Large deposits and more welcoming policies have made Argentina a lithium hotspot in recent years. Today, the global copper industry takes another look at the South American nation.
That’s the view of Rob McEwen, whose namesake company is drilling a property in San Juan province near the border with Chile. Called Los Azules, it has caught the eye of major producers such as Vale SA, Anglo American Plc and Barrick Gold Corp. as a potential acquisition, he said. All three companies declined to comment.
As McEwen seeks to move the project forward before considering a sale, interest from the majors is a sign of the favorable outlook for copper as a key part of the clean energy transition, as well as the growing appeal of Argentina as a mining jurisdiction, he said. in an interview on Wednesday.
Argentina, where interventionist policies have held back the industry, is becoming a more attractive setting for foreign investors, at least in some of its mineral-rich provinces. The government sees mining as a way to bring in more hard currency to solve its lingering debt problems, while politicians in more established jurisdictions in Chile and Peru seek a bigger share of the industry’s profits and more restrictive regulations, strengthening the attractiveness of Argentina.

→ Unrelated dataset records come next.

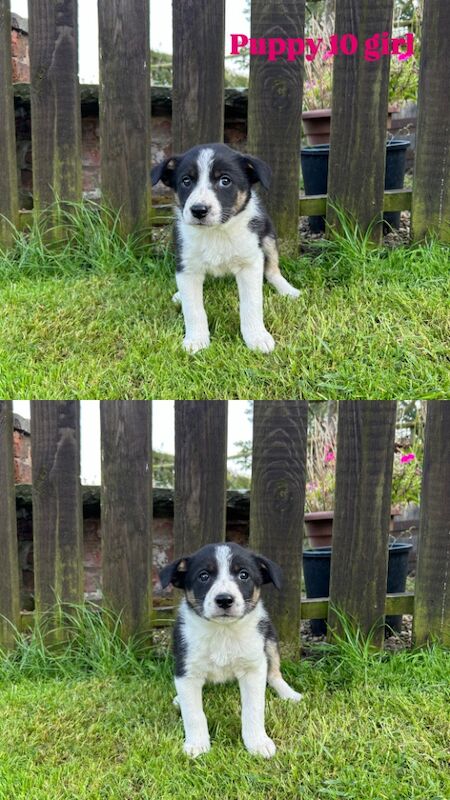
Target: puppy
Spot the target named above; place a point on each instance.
(221, 227)
(223, 632)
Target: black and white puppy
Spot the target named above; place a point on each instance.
(223, 632)
(221, 227)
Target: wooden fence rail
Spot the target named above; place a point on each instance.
(359, 118)
(361, 523)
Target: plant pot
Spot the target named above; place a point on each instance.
(319, 528)
(317, 125)
(315, 177)
(316, 569)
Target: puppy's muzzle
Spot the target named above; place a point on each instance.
(199, 211)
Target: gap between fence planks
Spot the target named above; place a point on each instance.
(359, 559)
(200, 474)
(432, 605)
(55, 101)
(9, 204)
(9, 584)
(57, 504)
(277, 502)
(274, 112)
(359, 118)
(431, 196)
(124, 40)
(198, 73)
(126, 508)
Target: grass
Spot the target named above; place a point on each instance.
(92, 318)
(93, 719)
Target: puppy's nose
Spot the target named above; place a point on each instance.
(198, 210)
(224, 600)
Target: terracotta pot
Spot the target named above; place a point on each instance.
(319, 528)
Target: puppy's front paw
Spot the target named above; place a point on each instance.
(260, 340)
(194, 344)
(261, 746)
(196, 748)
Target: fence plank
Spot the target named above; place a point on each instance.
(277, 502)
(55, 101)
(365, 448)
(432, 603)
(200, 473)
(431, 192)
(359, 116)
(9, 204)
(9, 584)
(274, 111)
(57, 504)
(124, 37)
(198, 72)
(126, 509)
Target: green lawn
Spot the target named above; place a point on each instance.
(95, 319)
(101, 725)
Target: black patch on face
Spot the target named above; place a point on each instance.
(267, 630)
(181, 174)
(179, 648)
(263, 227)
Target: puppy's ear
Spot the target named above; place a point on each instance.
(257, 170)
(174, 573)
(165, 171)
(270, 572)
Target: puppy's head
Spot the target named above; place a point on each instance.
(212, 182)
(222, 582)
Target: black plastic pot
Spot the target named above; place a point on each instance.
(315, 177)
(316, 569)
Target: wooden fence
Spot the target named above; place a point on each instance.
(360, 102)
(361, 518)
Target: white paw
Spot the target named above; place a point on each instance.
(193, 345)
(261, 340)
(262, 746)
(194, 749)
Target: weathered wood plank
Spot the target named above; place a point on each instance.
(57, 506)
(9, 204)
(200, 473)
(55, 101)
(365, 449)
(274, 112)
(432, 606)
(359, 117)
(431, 192)
(9, 584)
(277, 502)
(198, 72)
(124, 38)
(126, 509)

Already a sizable gold producer, the country’s lithium deposits are now attracting billions of dollars as global demand for electric vehicles heats up, while a unit of Australian iron ore miner Fortescue Metals Group Ltd studies options for producing hydrogen from wind energy.
“We’ve seen a number of majors come in and take a hard look at Argentina,” McEwen said. “That in itself gives more comfort to foreign investment.”
For now, he wants to increase the value of Los Azules by moving to the pre-feasibility stage over the next year and a half. The company is deploying drill crews and building an access road, though work has been delayed by cultural preservation efforts after it hit fossils.
The omicron wave also disrupted some operations in Argentina, including McEwen’s gold-silver joint venture with Hochschild Mining Plc in Santa Cruz province, he said. The San Jose mine “has calibrated its annual maintenance and vacation fortnight to ensure the safety of its stakeholders at a time of high infection rates in the country,” Hochschild said in an email response.
While McEwen is currently focused on Argentine copper, the founder and former chairman of Goldcorp still keeps a close eye on the gold market.
Bullion has lagged behind other commodities lately. But the inflationary environment will eventually bring gold and silver back into fashion as the broader bull market falters, he said.
“I think we should see a 100% move in gold and silver if it is to stay in line with other commodities.”